Richard Johnson, formerly of SPARC and now a special consultant to ARL, has written a useful article on mass digitization partnerships that summarizes some of the key concerns of research institutions: Are the combined efforts of the Google-, MSN- and OCA-library partners likely to produce a corpus of text that supports scholarship? Are content-contributors — jointly or individually — capable of shaping the outcomes of these large-scale projects? Rick’s article includes a helpful checklist of issues that library partners should consider before signing any agreement with a digitization agency. The article appears in the latest issue of the ARL newsletter; one wonders if folks at Princeton had a chance to review it before signing on to the Google Book Search project. Tiger, tiger shining bright … will your fearful symmetry survive in snippet view?
One of my thoughtful Programs colleagues has been reflecting on the requirements for building the new Alexandria, here on the northern shore of the marsh. Fittingly, a quagmire separates our Mountain View office from the Google-plex. Through the reeds, we can just glimpse the outer limits of their basketball court. On a recent walk around said marsh, Arnold — gesturing toward the backboard — observed that the single greatest obstacle to enabling scholarly use of the texts digitized by Google, Microsoft, the OCA and others is “rights: it’s all about rights.” The ability to layer innovative services on top of the digitized texts — tools for annotating, citing, copying and pasting from Songs of Experience, for example — will depend primarily upon the rights associated with the underlying documents, rather than the quality of the structural markup or accuracy of the OCR’d text.
Arnold was responding, in part, to some claims Karen Coyle made in an article published last November.

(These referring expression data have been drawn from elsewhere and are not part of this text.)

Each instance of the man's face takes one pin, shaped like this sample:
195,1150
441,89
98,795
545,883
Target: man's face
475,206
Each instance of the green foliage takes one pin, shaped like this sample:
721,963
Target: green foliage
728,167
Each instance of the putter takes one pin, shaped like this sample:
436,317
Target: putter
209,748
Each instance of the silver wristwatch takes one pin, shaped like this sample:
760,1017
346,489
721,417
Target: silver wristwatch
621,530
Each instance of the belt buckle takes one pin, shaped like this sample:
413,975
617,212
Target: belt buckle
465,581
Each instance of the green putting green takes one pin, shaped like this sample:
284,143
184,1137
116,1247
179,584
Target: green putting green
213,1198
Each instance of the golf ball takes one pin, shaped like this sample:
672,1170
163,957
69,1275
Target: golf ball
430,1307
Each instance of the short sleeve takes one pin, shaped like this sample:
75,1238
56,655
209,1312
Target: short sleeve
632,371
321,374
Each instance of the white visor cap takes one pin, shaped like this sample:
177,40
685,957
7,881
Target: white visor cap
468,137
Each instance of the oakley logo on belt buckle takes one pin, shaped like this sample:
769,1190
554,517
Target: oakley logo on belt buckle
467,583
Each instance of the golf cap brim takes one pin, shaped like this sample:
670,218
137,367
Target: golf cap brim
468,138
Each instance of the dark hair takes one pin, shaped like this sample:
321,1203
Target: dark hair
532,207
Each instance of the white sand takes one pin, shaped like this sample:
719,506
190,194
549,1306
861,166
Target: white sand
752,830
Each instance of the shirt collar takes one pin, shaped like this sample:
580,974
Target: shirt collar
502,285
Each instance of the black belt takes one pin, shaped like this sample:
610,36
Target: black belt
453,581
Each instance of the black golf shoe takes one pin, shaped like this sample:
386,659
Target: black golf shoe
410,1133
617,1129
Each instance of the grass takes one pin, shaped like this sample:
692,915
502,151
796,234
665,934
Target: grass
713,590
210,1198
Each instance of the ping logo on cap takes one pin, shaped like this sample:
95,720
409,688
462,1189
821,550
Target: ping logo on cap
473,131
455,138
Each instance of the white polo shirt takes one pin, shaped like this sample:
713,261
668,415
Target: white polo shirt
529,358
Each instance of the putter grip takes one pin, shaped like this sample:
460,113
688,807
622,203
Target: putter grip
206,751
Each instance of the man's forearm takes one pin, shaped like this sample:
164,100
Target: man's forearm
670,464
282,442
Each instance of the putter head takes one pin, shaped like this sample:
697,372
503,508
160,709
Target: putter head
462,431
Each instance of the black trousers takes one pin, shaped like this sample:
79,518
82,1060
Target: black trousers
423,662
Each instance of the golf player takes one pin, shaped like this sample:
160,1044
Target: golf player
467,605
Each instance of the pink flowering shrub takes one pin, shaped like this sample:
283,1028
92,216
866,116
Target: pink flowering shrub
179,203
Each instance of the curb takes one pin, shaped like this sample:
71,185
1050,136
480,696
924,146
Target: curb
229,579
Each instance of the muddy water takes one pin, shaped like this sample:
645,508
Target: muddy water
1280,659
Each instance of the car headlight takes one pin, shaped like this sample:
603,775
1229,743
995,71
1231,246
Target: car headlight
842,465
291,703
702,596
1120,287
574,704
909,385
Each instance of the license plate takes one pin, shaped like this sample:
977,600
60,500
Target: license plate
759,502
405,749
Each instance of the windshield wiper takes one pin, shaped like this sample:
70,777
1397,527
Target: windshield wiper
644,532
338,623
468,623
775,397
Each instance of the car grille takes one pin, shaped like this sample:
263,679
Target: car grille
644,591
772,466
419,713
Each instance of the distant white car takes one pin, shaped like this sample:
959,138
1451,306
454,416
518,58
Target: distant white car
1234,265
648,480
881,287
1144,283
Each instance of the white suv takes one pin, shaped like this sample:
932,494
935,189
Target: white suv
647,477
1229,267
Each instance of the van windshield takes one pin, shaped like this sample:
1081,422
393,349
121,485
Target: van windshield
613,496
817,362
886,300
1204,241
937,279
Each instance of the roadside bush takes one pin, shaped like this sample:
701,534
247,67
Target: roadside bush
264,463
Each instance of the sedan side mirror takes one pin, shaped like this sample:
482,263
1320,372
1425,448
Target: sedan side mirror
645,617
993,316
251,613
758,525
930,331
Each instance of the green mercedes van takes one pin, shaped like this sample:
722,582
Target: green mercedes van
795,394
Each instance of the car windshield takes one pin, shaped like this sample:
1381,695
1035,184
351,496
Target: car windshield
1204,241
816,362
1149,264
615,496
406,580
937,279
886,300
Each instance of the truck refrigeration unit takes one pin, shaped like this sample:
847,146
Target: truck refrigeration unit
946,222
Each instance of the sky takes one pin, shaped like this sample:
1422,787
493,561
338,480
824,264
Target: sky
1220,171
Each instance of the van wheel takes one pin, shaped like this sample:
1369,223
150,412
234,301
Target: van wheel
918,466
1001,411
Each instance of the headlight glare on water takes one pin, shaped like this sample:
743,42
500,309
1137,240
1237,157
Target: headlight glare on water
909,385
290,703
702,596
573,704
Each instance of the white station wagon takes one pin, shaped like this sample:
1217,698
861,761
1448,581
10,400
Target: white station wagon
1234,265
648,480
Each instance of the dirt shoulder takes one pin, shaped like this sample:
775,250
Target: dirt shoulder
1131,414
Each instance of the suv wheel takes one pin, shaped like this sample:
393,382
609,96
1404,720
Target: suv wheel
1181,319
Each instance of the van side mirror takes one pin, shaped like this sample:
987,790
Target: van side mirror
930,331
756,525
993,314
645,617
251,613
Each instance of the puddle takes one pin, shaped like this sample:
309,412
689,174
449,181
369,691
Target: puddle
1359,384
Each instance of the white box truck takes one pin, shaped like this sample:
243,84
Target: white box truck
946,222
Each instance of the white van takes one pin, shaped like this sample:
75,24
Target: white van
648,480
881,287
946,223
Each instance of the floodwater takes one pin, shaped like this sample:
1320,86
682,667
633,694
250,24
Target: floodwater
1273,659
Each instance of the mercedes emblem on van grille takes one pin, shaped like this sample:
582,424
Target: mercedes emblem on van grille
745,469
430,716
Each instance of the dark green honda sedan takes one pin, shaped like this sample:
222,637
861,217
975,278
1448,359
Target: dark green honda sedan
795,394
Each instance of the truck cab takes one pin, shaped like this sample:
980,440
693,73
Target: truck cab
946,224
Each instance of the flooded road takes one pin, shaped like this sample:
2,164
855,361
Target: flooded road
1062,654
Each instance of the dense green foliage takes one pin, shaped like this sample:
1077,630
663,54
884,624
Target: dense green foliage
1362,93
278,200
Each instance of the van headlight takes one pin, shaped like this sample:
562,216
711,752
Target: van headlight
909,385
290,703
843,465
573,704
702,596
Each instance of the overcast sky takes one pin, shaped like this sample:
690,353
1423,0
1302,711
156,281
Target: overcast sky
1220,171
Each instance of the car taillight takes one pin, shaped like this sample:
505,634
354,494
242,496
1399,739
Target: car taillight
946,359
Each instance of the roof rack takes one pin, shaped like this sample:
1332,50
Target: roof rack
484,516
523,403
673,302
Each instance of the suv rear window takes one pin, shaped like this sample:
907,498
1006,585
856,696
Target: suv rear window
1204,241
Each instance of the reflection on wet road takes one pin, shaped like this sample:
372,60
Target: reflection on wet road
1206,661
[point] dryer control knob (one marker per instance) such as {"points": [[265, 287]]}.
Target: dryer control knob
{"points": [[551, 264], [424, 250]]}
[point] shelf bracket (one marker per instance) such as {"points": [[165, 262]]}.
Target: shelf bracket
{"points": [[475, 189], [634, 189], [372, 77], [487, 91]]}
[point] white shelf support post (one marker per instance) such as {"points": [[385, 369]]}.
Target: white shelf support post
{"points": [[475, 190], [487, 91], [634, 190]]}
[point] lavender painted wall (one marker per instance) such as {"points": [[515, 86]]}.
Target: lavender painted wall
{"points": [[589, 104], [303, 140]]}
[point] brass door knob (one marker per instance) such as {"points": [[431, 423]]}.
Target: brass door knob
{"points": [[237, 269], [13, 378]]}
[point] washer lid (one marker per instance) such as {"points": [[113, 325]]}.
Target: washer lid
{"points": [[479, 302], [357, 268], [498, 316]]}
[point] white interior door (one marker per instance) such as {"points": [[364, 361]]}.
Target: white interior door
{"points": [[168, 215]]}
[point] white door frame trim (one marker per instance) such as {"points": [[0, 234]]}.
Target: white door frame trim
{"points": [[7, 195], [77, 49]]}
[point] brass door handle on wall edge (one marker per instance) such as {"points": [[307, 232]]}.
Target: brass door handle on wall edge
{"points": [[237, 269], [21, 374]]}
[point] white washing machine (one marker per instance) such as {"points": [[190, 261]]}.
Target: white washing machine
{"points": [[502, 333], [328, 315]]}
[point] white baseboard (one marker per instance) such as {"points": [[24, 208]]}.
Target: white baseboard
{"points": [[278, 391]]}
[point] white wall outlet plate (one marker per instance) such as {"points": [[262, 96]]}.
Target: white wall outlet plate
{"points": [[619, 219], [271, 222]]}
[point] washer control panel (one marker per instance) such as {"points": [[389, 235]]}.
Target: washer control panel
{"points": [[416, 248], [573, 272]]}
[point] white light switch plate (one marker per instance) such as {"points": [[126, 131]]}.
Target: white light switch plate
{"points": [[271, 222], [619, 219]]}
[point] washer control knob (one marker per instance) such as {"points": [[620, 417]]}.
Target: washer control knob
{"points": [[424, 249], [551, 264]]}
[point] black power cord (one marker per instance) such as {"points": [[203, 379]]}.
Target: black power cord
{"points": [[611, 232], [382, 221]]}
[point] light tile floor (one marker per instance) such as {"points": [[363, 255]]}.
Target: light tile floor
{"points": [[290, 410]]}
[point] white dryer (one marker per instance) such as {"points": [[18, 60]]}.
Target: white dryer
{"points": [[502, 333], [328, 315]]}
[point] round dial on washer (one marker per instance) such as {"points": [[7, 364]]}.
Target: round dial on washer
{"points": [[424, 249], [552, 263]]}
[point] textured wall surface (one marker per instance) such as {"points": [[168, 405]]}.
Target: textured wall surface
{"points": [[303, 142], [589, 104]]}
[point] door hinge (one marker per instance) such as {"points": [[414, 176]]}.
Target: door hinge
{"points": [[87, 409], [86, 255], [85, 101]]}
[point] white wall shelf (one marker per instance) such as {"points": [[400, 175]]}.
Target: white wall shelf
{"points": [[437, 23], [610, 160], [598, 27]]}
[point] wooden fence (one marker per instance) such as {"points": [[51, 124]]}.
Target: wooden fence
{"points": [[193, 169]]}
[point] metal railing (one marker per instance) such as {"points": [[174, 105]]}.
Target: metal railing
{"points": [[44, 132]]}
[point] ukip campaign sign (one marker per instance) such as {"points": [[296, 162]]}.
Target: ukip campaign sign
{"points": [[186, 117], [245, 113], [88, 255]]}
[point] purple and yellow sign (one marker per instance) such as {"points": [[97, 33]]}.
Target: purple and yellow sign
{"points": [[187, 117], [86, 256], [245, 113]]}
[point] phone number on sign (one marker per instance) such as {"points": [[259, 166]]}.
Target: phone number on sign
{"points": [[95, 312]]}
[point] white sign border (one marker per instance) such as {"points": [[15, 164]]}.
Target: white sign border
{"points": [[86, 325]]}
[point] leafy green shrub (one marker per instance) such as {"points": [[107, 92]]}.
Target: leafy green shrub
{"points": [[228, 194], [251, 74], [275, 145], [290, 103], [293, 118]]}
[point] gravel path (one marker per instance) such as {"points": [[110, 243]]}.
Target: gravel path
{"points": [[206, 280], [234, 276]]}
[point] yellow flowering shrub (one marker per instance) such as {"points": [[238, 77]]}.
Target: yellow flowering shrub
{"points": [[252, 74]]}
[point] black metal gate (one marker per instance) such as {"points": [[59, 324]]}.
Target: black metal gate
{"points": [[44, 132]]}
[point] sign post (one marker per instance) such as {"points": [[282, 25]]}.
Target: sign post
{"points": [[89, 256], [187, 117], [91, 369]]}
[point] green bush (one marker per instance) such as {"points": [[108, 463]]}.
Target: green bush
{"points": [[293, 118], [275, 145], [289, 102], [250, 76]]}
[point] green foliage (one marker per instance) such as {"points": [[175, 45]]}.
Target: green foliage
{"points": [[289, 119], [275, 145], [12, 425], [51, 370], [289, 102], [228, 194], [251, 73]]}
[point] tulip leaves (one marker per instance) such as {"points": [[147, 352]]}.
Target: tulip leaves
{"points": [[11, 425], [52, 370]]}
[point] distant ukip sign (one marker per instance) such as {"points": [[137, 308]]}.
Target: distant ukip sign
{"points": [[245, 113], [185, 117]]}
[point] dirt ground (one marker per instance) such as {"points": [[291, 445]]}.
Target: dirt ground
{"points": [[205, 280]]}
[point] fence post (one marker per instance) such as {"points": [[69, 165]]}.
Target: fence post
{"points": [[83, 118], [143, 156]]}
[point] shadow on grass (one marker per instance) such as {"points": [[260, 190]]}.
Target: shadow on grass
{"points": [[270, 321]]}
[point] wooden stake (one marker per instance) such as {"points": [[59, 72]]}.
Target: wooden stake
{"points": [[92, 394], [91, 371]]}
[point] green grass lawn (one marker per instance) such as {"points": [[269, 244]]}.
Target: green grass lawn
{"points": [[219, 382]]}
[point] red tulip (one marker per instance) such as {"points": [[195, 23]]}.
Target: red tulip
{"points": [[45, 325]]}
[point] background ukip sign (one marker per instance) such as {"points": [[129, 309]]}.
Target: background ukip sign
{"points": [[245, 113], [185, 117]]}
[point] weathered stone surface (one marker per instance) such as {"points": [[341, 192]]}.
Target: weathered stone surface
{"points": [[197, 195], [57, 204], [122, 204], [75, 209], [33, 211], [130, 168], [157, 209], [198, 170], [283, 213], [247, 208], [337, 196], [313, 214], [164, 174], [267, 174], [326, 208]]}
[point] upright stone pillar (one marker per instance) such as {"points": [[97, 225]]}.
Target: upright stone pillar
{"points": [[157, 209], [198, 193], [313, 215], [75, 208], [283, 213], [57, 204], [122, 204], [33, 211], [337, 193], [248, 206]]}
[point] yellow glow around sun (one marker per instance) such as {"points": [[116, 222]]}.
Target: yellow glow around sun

Coyle, a careful observer mass digitization efforts and the “dotted lines” that underpin them, contrasts the reading and research environment of e-book providers with the utilitarian delivery platforms of mass digitization agents like Google and the Internet Archive.
“Services like ebrary and Questia use highly structured books (and other documents) to provide a kind of online research workstation that supports a range of activities common to higher education research and writing. These services would not be possible with an underlying database resulting from mass digitization.” Coyle op. cit.
Arnold argues — rightly, I think — that “the Google products of mass digitization be quoted (cut and pasted), incorporated, downloaded and archived in ways that would be perfectly adequate to support scholarship, except for questions of rights.” Tim O’Reilly has said that “book search should work like web search”, i.e., in a manner that supports cross-indexing and creative re-use of distributed online resources. I suspect this vision falls short of the rich reading and research environment that Karen is looking for — the bigger question for us, I think, is whether libraries have the collective capacity or will to create that environment. And, pace Arnold, whether or not library partners have secured the appropriate rights to build.
Constance Malpas was Research Scientist at OCLC. Her work at OCLC focused on data-driven analysis of library collections and services, with a special emphasis on strategic planning and managing institutional change. She has a particular interest in the organization of knowledge and research practices in the sciences.